A revolução prometia. A luta continuava. A vitória era certa. Em Portugal o Dr Soares pai já vivia equivocado mais haveria de equivocar-se muito mais. O país tardara a reconhecer o regime angolano, invocava os acordos do Alvor como se legitimasse D. Sebastião no trono. O socialismo haveria de ser metido no fundo de uma gaveta e o Dr Savimbi considerado um democrata exemplar, à semelhança do sargento Mobutu, o grande leopardo. Entretanto Agostinho Neto haveria de viajar para a URSS com o fígado desfeito e a vida por um fio. Regressaria morto. Alguém haveria de suceder-lhe, de forma dinástica, alterando a origem dos afectos que ele mantinha com o Dr Macedo, as alheiras de Mirandela e o vinho do Dão. Foi José Eduardo dos Santos, engenheiro, licenciado na URSS, novo, negro, bem parecido, inesperadamente.

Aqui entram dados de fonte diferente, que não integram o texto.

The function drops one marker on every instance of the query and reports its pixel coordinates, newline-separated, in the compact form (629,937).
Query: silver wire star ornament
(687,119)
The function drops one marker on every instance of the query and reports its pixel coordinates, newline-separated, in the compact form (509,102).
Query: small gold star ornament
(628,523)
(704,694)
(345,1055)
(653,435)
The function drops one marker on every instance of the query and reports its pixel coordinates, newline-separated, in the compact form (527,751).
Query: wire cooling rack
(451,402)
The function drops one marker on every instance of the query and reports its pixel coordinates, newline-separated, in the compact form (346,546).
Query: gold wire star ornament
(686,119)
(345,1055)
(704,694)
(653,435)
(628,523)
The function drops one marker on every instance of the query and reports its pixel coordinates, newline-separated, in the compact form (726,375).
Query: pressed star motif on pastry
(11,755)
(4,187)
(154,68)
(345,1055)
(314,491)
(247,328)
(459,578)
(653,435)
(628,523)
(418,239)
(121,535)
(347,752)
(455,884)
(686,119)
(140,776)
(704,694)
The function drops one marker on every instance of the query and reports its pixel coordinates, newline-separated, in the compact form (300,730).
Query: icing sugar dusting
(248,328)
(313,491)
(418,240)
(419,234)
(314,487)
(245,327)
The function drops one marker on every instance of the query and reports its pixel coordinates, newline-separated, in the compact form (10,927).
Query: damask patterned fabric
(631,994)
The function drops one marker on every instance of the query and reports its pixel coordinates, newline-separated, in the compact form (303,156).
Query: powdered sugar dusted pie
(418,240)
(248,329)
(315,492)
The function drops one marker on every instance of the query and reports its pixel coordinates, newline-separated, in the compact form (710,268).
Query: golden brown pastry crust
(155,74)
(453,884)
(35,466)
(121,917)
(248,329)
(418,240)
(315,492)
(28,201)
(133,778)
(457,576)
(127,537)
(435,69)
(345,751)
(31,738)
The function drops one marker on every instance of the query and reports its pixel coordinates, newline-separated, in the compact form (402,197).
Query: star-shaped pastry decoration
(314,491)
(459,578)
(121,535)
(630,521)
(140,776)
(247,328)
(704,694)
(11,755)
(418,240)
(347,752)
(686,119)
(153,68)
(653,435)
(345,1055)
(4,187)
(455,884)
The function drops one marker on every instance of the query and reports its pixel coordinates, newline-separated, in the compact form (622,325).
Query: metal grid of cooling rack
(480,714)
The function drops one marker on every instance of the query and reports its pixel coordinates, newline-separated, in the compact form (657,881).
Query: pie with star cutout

As voltas que o mundo deu! O Dr Soares pai persistiu no equívoco, o Dr Soares filho viajou para Angola a visitar o democrata do galo negro, o avião acabaria a despenhar-se e a família ficaria para sempre refém de um conceito de democracia que hoje até ao Dr Portas ficaria mal. A URSS caíria feita em cacos enquanto o diabo esfrega um olho e, com ela, toda a Europa que circulava à sua volta. Em África tudo foi mais lento, mas os cubanos acabaram por se ir embora, o apoio de leste por esmorecer, a guerra por intensificar-se. Em Portugal os políticos não sabiam nada de África e continuam a não saber e mesmo o Dr Almeida Santos parece não ter por lá aprendido nada ou esquecido tudo rapidamente. Antes de um problema de raça África confronta-se com muitos problemas tribais. Para a exploração dos recursos isso é indiferente e esta é que de facto é importante.

Fazem-se eleições que os observadores dizem ter sido satisfatoriamente justas. Como acontece por cá, ninguém se conforma com os resultados, todos gritam vitória, a democracia não se impõe a ninguém. É a mesma coisa que ir libertar o Iraque à força, contra a vontade de todos. O mesmo dos Santos adere à democracia, mantem-se no Futungo de Belas, vai fazendo uma caterva de filhos. Sendo tudo propriedade colectiva enriquece tanto que nem ele sabe quanto. Dá lugares políticos a cidadãos estrangeiros que a justiça persegue como traficantes de armas. Finalmente hoje casou uma filha e juntou na capital angolana uma série de celebridades durante dias, como se fosse um casamento cigano. E junta Cinha Jardim a Durão Barroso, o costureito Augustus ao marciano Nascimento, o pintor Quaresma à filha de Saydi Mingas. O Dr Carrilho e a sua Bábá não são citados no jornal, ou por esquecimento ou porque não couberam na lista de convidados.

Entretanto a população de Luanda, em menos de trinta anos, cresceu quase dez vezes. A fome e a miséria terão crescido cem. As crianças vivem na rua e alimentam-se no esterco, conservam-se analfabetas, estropiadas e sem futuro. O presidente governa, o casamento é muito elogiado, toda a gente gostou, os noivos seguem para Portugal em lua de mel. O Dr Barroso fez questão em se deslocar a expensas próprias e regressará feliz, apesar do dinheiro gasto na prenda. Haverá muito quem aplauda. Eu não, e nem a ironia me ocorre!